Kalau kaya, punya duit, di-stereotip-kan sebagai hidup senang, bisa memiliki
dan membeli apa saja yang diinginkan, sedangkan miskin, gak punya duit yang
cukup, di-stereotip-kan sebagai hidup susah, tak bisa berbuat banyak apalagi
berkeinginan memiliki apa-apa.
Menurut paman pernyataan itu sangat
standar, mainstream, namun bukan
berarti stereotip itu salah. Tetapi jika kamu mau meningkatkan sedikit kelas
pemahamanmu, begini, dalam keadaan apapun, miskin atau kaya, ada problemnya masing-masing,
ukuran kesenangan atau kesusahan kita sendiri yang menentukan, kita punya kuasa
atau upaya untuk merasa senang atau susah dalam situasi apapun.
Banyak orang di ketika miskin, minim
popularitas, rukun-rukun saja, namun diketika cobaan kekayaan dan popularitas mendera,
justru kekacauan rumah tangga terjadi, perhatian terhadap anak terbengkalai, bahkan
beberapa kasus sampai mengakibatkan perceraian. Sebaliknya pun demikian
diketika kaya, di saat popularitasnya lagi naik daun, terlihat mesra, rukun-rukun
saja, bahkan semua mata seakan iri melihatnya, namun diketika cobaan
kemiskinan, kebangkrutan, ketakberdayaan mendera, tidak sedikit yang mengalami
kekacauan rumah tangga, putus asa dengan keadaan, bahkan sampai kepada proses
perceraian. Walau cerai adalah sesuatu yang sah dan halal namun tak bisa
dipungkiri ada suatu kekeliruan sikap disitu2.

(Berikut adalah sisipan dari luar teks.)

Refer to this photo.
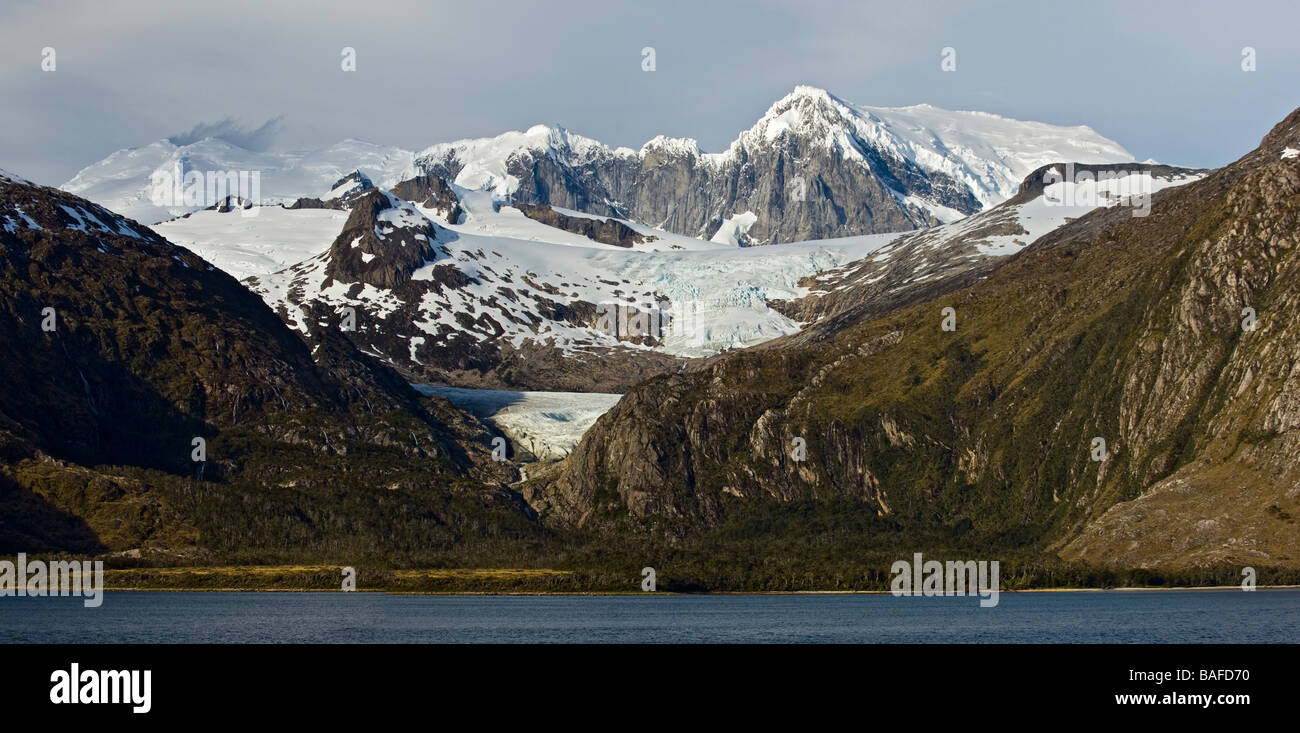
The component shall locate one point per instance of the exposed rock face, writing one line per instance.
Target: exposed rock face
(430, 192)
(343, 194)
(440, 326)
(384, 241)
(1127, 329)
(605, 230)
(126, 348)
(814, 167)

Kekeliruannya adalah mereka manusia-manusia yang “gagap” menyikapi kehidupan, tidak siap menghadapi berbagai warna kehidupan akibat tidak mempersiapkan diri. Tapi
semua itu bagian dari proses pendewasaan, menjadikan seseorang semakin bijak
atau malah sebaliknya.
Pernyataan paman ini mengingatkan
saya dengan ungkapan dari Emha Ainun Najib (Cak Nun) “bahwa keberhasilan dan
kebahagiaan hidupmu tidak terutama tergantung pada keadaan-keadaan yang baik
atau buruk di luar dirimu, melainkan tergantung pada kemampuan ilmu dan
mentalmu menyikapi keadaan-keadaan itu.”3
Lebih lanjut paman berujar bahwa
benang merah dari semua keadaan itu adalah rasa syukur, “pernahkah
kamu merasa miskin di antara pencapaianmu yang banyak? mengapa demikian? ternyata keyword-nya adalah syukur.
Manusia yang selalu merasa kurang tentulah belum pandai bersyukur. Manusia yang
serakah adalah yang sama sekali tidak pernah bersyukur. Puasa hadir membawa
salah satu hikmah meng-upgrade syukur
kita yang mungkin cemplang selama ini. Ketahuilah bahwa dengan banyak
bersyukur, nantinya akan sampai pada inti pemahaman syukur itu sendiri. Dan
yang telah paham bersyukur yang sesungguhnya, maka dialah yang akan senantiasa
merasa "kaya". Dan yang telah paham bersyukur yang sesungguhnya, maka
dialah yang akan senantiasa siap untuk berbagi. Berbagi..., meski hanya seulas
senyum saja.”4
Sesaat kemudian hening... ***
Catatan kaki:
- Sudah menjadi kebiasan kami diawal pertemuan, biasanya paman PMJ bernyanyi diiringi organ music yang beliau mainkan sendiri, kadang saya turut nyumbang suara, walau sering falees, hehehe..
- Banyak rujukan tentang hal ini, Anda bisa lihat dalam artikel di antaranya Inilah Penyebab Perceraian Tertinggi Di Indonesia, Faktor Ekonomi Penyebab Dominan Tingginya Angka Perceraian, dan Angka PerceraianMeningkat, Faktor Ekonomi Jadi Penyebab Utama.
- Lihat artikel Cak Nun “Anak Asuh Bernama Indonesia”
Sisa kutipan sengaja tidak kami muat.